Леся косилась на московскую гостью настороженно, но Рита не обижалась. Она с такой готовностью бросалась на помощь троюродной сестре, что Леся постепенно оттаяла. Когда же Рита рассыпала на дорожке вилки, а потом старательно и неумело их мыла – сама! – на Лесином измученном лице мелькнула даже тень улыбки.

Рита встречала гостей. Провожала их к столу и рассаживала. Удивляясь себе, не стала огрызаться на Машкино очередное ехидное замечание. Просто легонько дернула вредную девчонку за косичку и мягко усмехнулась, чем буквально повергла Машу в ступор.

Рита сидела за праздничным столом и украдкой поглядывала то на печальное Лесино лицо – троюродная сестра изо всех сил старалась улыбаться – то на часы. А ровно в пять подошла к Лесе и шепотом попросила выйти к калитке. Мол, к ней пришли.

Она выполняла обещание!

* * *

Леся медленно брела по дорожке. Она не сомневалась, что прибежала подруга, и лишь удивлялась внезапной Нининой деликатности. Обычно одноклассница врывалась в дом довольно бесцеремонно, никогда не ждала на улице. Или что-то случилось?

Леся равнодушно пожала плечами: хуже чем есть, не будет.

Она горестно вздохнула: Богдан не пришел на дедушкин день рождения! Из-за нее. Передал с родителями поздравления и набор дорогих красок. Дядя Саша специально подчеркнул, что деньги на подарок Даня заработал сам. Дедушке было приятно, Леся заметила.

Девочка вышла на улицу и потрясенно застыла: Богдан! Стоял у забора, прислонившись к старому тополю, и смотрел на нее.

Леся смущенно поежилась. Невероятно синие глаза Богдана со странной жадностью вбирали ее в себя, у девочки вдруг закружилась голова. Она схватилась рукой за калитку, ноги неприятно подламывались в коленях. Леся с трудом сглотнула и подумала: «Все-таки пришел. Дедушка обрадуется».

Богдан резко шагнул к ней, и Леся испуганно отшатнулась. Она побледнела, сердце билось где-то у горла, мешая дышать. «Он меня презирает. Из-за Ритиного платья.
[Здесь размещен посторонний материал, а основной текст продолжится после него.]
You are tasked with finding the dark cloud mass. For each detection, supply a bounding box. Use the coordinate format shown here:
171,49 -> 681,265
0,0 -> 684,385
И десяти гривен за клубнику. И правильно. Только пусть ничего больше не… пусть молчит! Мне и так плохо. Зачем он пришел?!»

– Прости меня, – внезапно сказал Богдан. – Я не хочу говорить много. Только прости.

Леся непонимающе смотрела на него. Жаркое крымское солнце, казалось, просвечивало ее насквозь, девочка выглядела хрупкой, как никогда.

Богдан притянул ее к себе и, глядя в огромные карие глаза, сдавленно произнес:

– Сам не знал, насколько ты мне нужна. Без тебя я пуст. Одна оболочка, не человек.

Он всматривался в худенькое, такое родное Лесино лицо и не понимал, что на него нашло. Как он мог хоть на секунду усомниться в ней?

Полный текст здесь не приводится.